Managing the Cloudera Data Science Workbench Service in Cloudera Manager

This topic describes how to configure and manage Cloudera Data Science Workbench using Cloudera Manager. The contents of this topic only apply to CSD-based deployments. If you installed Cloudera Data Science Workbench using the RPM, the Cloudera Data Science Workbench service will not be available to you in Cloudera Manager.

Adding the Cloudera Data Science Workbench Service

Cloudera Data Science Workbench is available as an add-on service for Cloudera Manager. To install Cloudera Data Science Workbench, you require the following files: a CSD JAR file that contains all the configuration needed to describe and manage the new Cloudera Data Science Workbench service, and the Cloudera Data Science Workbench parcel.

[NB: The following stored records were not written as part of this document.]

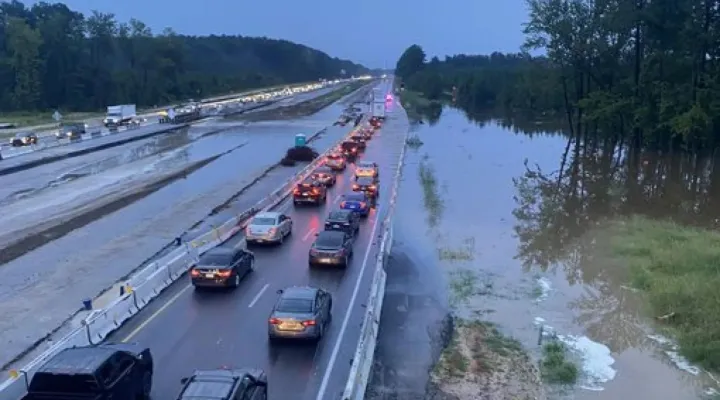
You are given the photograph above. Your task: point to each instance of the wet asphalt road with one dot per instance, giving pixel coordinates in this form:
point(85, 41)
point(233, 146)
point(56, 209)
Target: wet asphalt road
point(112, 246)
point(188, 330)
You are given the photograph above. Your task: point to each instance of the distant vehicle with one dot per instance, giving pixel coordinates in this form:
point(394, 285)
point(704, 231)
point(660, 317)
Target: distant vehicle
point(101, 372)
point(268, 227)
point(357, 202)
point(367, 168)
point(225, 384)
point(350, 149)
point(300, 313)
point(120, 115)
point(368, 185)
point(344, 221)
point(310, 191)
point(72, 130)
point(23, 139)
point(331, 248)
point(324, 175)
point(222, 267)
point(336, 161)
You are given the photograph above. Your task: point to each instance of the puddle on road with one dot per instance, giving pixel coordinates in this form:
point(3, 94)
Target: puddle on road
point(505, 216)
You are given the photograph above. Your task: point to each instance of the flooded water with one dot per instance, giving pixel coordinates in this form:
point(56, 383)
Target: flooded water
point(503, 214)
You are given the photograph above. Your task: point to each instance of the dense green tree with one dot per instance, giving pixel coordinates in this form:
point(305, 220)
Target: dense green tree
point(53, 57)
point(647, 71)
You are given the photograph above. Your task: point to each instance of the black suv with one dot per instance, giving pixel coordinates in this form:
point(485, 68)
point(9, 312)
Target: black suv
point(310, 191)
point(103, 372)
point(225, 384)
point(222, 267)
point(344, 221)
point(331, 248)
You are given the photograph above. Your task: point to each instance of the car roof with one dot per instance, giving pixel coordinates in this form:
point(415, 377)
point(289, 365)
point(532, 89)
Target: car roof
point(78, 359)
point(267, 214)
point(299, 292)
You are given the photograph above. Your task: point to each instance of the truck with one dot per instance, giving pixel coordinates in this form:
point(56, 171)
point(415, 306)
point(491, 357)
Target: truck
point(378, 110)
point(123, 114)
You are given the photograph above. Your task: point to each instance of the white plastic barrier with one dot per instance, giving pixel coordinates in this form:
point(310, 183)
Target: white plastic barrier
point(149, 282)
point(365, 353)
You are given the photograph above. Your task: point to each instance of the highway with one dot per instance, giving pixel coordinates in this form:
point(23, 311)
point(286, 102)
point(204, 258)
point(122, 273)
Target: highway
point(87, 259)
point(187, 330)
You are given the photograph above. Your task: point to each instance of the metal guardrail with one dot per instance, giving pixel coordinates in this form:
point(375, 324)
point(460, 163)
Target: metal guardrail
point(365, 353)
point(148, 283)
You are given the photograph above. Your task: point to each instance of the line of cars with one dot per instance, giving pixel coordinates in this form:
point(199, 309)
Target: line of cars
point(125, 371)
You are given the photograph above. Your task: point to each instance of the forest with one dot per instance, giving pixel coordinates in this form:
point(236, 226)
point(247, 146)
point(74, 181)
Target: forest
point(53, 57)
point(644, 71)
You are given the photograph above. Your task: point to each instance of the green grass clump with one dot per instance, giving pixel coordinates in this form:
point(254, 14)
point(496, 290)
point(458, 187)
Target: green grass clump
point(555, 367)
point(678, 268)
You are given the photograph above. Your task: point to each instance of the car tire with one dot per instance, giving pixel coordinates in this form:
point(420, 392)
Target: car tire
point(146, 386)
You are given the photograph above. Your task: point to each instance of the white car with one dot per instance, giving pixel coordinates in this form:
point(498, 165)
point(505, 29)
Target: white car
point(268, 227)
point(367, 169)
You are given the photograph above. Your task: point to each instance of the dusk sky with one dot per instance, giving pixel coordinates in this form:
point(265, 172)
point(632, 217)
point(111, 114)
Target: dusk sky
point(371, 32)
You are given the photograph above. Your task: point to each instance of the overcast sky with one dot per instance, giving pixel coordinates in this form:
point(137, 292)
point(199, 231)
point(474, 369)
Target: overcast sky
point(371, 32)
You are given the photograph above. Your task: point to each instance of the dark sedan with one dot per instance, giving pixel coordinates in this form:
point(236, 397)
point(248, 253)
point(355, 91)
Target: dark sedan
point(222, 267)
point(331, 248)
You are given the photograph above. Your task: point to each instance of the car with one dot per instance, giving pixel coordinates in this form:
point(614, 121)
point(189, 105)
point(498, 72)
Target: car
point(225, 384)
point(309, 191)
point(336, 161)
point(268, 227)
point(360, 140)
point(357, 202)
point(222, 266)
point(331, 248)
point(23, 139)
point(344, 221)
point(368, 185)
point(98, 372)
point(350, 150)
point(300, 313)
point(324, 175)
point(367, 168)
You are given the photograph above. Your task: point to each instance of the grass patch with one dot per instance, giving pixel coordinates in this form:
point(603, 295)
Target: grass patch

To install this service, first download and copy the CSD file to the Cloudera Manager Server host. Then use Cloudera Manager to distribute the Cloudera Data Science Workbench parcel to the relevant gateway hosts. You can then use Cloudera Manager's Add Service wizard to add the Cloudera Data Science Workbench service to your cluster.

For the complete set of instructions, see Install Cloudera Data Science Workbench.

Roles Associated with the Cloudera Data Science Workbench Service

Master

Runs the Kubernetes master components on the CDSW master host.

The Master role must only be assigned to the Cloudera Data Science Workbench master host.

Worker

Runs the Kubernetes worker/host components on the CDSW worker hosts.

The Worker role must be assigned to all Cloudera Data Science Workbench worker hosts. Do not assign the Master and Worker roles to the same host. Even if you are running a single-host proof-of-concept deployment, the single Master host will be able to run user workloads just as a worker host can.

Docker Daemon

Runs underlying Docker processes on all Cloudera Data Science Workbench hosts.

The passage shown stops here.